A poke bowl ($14) highlighted sushi-grade sockeye salmon, marinated to a deep red in citrus and tamari. It was served with excellent Korean kimchi, a pickled cucumber salad, rice and a smear of avocado. Personally, I would have preferred wasabi to the avocado.
Boneyard offers five styles of marinated and roasted chicken wings priced at $14 a dozen (or $8 per half-dozen). The Honey Beer Mustard variety, sauced with house beer and stone-ground mustard, was more flavorful than spicy, even if the wings were small. On another visit, I might ask for carrot-habanero-flavored Red Dragon.
A beet hummus starter ($6), presented as a daily special, was distinguished by a drizzle of chili oil that rendered it hotter than the wings. Beets were blended with chickpeas in this dip, which was sprinkled with green onions and served with pretzel chips.
Among other vegetarian selections, we did not love the ponzu mushrooms ($8), Mitchell’s adaptation of a French recipe. Button mushrooms were roasted in a sauce of mirin (rice wine), ponzu (tamari and citrus), lemongrass, ginger, garlic and shallots.
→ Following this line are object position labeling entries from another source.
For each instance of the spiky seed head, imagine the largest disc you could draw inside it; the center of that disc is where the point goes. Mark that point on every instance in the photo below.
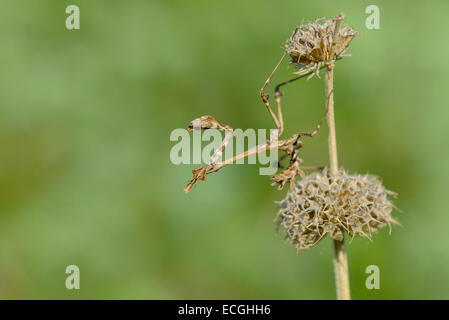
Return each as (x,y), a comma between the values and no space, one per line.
(319,205)
(318,42)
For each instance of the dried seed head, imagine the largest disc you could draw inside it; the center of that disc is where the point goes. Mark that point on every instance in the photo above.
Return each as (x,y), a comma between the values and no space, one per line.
(318,205)
(318,43)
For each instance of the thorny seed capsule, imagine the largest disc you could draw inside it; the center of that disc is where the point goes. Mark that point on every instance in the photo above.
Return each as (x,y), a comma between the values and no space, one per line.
(319,204)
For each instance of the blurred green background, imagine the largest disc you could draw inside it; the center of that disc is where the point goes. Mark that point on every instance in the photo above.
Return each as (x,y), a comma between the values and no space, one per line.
(85,173)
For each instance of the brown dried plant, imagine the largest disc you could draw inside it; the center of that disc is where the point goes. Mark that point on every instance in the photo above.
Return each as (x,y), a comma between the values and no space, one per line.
(329,202)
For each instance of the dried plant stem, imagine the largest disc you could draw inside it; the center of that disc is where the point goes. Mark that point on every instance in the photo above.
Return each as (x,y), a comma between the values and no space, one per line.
(340,257)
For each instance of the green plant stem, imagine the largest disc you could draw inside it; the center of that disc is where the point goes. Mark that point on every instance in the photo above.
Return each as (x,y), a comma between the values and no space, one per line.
(340,257)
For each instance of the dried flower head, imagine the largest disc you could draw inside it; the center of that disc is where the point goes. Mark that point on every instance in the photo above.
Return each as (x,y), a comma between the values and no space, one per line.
(318,43)
(319,204)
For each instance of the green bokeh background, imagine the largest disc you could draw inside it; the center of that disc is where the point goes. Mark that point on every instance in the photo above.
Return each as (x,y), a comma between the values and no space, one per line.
(85,173)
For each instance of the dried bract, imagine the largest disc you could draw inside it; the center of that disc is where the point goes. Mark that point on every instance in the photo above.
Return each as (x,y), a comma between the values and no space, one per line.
(318,43)
(319,205)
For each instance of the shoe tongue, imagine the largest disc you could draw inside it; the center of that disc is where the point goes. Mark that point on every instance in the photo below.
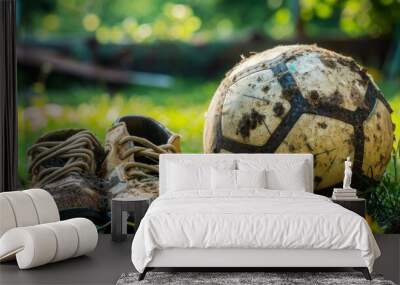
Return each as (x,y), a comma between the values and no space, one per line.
(118,132)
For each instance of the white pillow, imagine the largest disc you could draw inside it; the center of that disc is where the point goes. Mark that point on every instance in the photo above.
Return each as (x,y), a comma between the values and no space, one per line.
(281,175)
(182,177)
(293,179)
(223,179)
(251,178)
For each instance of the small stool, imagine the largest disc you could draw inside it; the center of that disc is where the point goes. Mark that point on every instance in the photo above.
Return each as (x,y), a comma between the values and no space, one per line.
(121,209)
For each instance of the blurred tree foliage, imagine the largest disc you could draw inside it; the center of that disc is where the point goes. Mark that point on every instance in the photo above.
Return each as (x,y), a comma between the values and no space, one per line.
(125,21)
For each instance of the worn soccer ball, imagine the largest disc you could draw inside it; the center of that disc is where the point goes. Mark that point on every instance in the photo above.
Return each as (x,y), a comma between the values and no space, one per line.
(303,99)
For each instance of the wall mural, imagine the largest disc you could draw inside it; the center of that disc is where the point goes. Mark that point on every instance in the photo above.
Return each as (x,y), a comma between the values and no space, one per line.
(104,88)
(304,99)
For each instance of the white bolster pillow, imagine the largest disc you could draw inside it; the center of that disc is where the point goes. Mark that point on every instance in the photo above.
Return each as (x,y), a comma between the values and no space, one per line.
(40,244)
(26,208)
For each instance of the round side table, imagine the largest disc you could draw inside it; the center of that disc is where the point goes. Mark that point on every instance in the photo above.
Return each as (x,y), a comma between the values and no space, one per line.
(121,209)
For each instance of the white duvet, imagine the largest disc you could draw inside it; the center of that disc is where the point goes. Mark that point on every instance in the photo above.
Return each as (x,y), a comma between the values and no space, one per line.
(250,219)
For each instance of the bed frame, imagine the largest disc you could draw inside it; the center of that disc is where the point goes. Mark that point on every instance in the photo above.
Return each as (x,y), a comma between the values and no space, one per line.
(250,259)
(246,258)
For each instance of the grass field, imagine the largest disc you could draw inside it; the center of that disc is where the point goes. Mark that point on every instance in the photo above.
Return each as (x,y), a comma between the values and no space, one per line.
(181,108)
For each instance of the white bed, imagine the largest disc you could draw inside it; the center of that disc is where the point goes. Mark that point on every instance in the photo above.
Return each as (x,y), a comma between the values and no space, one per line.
(249,227)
We would have been happier with less broth, a different toast than Sparrow Bakery pretzel chips and perhaps another choice of mushroom: Shiitake came to my mind.
I believe no one else in Central Oregon serves jackfruit, a large tropical fruit native to South Asia. At Boneyard, it’s pulled into fibrous strips and served with cheese and slaw on bread (Sweet Chili Jackfruit, $12) or offered in a bowl with quinoa, arugula, avocado and salsa verde (Jackfruit Bowl, $13).
“I kind of stumbled upon it, looking for a meat substitute that’s not soy-based,” Mitchell said. “It has a light protein content and takes flavors very well.”